Among the Ogdens’ many accomplishments is an unwavering support of the WSU Vancouver campus. As a state lawmaker, Val Ogden pushed for funding to open and expand the campus in the Salmon Creek area on the north side of Vancouver. The couple endowed the campus’s first graduate-level scholarship, which supports a public affairs student.
“When Dan and Val become active in something, they become very involved,” says Jennifer Miltenberger. As director of development and alumni relations for the Vancouver campus, she has long been amazed by Val Ogden’s energy. “She can run circles around all of us.”
Late last year, the campus honored the couple with its Community Award of Distinction for Community Partnership. The award has extra meaning because both are so deeply rooted in WSU, where they met and where two of their three children and two of their grandchildren have also earned degrees. “They bleed crimson and gray,” Miltenberger says.
Nearly 70 years after receiving their own degrees, the Ogdens get fired up when the discussion turns to higher education and the shifting of college costs from state funding to students. “What we’re doing is erecting a barrier to higher education,” Dan Ogden says, “and that’s not in the interest of society at all.”
The couple met in Pullman in 1946. Dan Ogden had already completed a degree in political science and served in the U.S. Army at the close of World War II. He returned to campus to visit a friend and met Valeria Munson as she was wrapping up her degree in sociology. They married that December.
Dan Ogden went on to earn advanced degrees in political science at the University of Chicago, where his doctoral dissertation explored federal power policy in the Pacific Northwest. Last December, more than six decades later, he updated that history with a second volume that is finding a home at public power agencies throughout the region.
Ogden started his academic career teaching political science for 12 years in Pullman, where some might recall the 1956 mock political convention he organized for more than 1,000 students. After Pullman, he held a variety of jobs with federal agencies, universities, and public power organizations. The work took the Ogdens from Washington to Washington, D.C., and back again.
During the 1960s, he was assistant director of the Bureau of Outdoor Recreation and later budget director for the U.S. Department of Interior.

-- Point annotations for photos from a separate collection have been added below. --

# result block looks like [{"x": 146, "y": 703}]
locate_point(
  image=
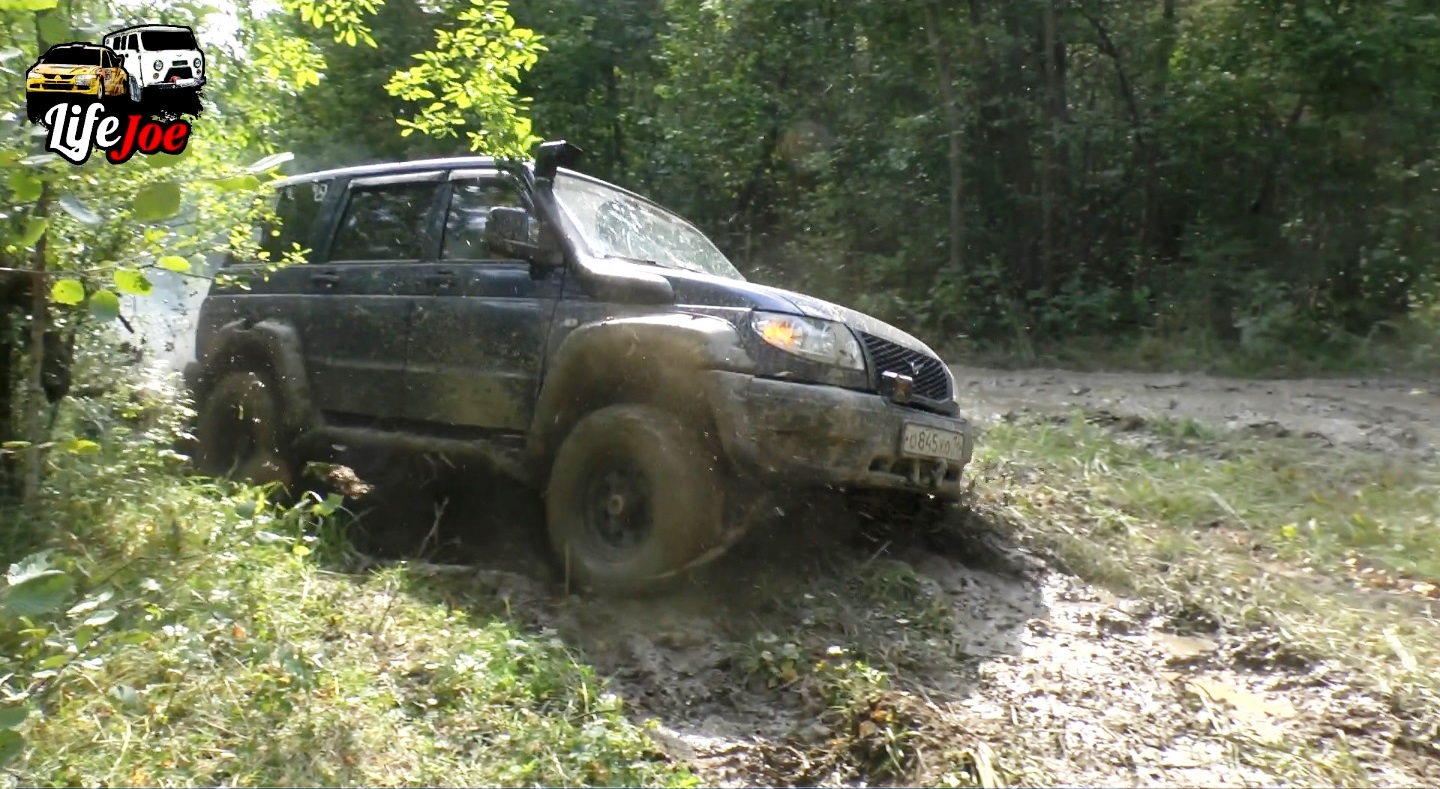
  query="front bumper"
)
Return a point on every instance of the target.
[
  {"x": 182, "y": 85},
  {"x": 812, "y": 434}
]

He helped advance bills that brought about today’s National Trails and the National Wild and Scenic Rivers System as well as national parks in Washington’s North Cascades and California’s Redwood Forest. He retired back to the Pacific Northwest in 1988, but delivered lectures for another 20 years.
Meanwhile, Val Ogden worked in the non-profit sector, including Campfire Girls of America and the Southwest Washington Center for the Arts. In 1990, a year after retiring from YWCA in Clark County, she was urged to run for office. Both Ogdens had lost races running as Democrats in Republican-majority districts while living in Colorado during the 1970s, but this time she had the edge in party registration and swept into office.
As a legislator, she took a special interest in promoting education and equality. She was a strong ally for state-run schools for the blind and deaf located in her district, and fought for WSU’s new campus.
Lately, Val Ogden keeps a full calendar, serving on the WSU Vancouver Advisory Council and on a roster of nonprofit organizations focusing on education and the arts. When she’s not out in the community, she is home cranking out 15 to 20 emails a day and staying connected to friends, family, and her community through Facebook and LinkedIn. Both fill their days with work for the Democratic Party, their Unitarian church, local arts organizations, and travel.
“There’s too much to do,” Val Ogden says just a day after hosting a houseful of Democrats for a training session. “It’s too interesting.”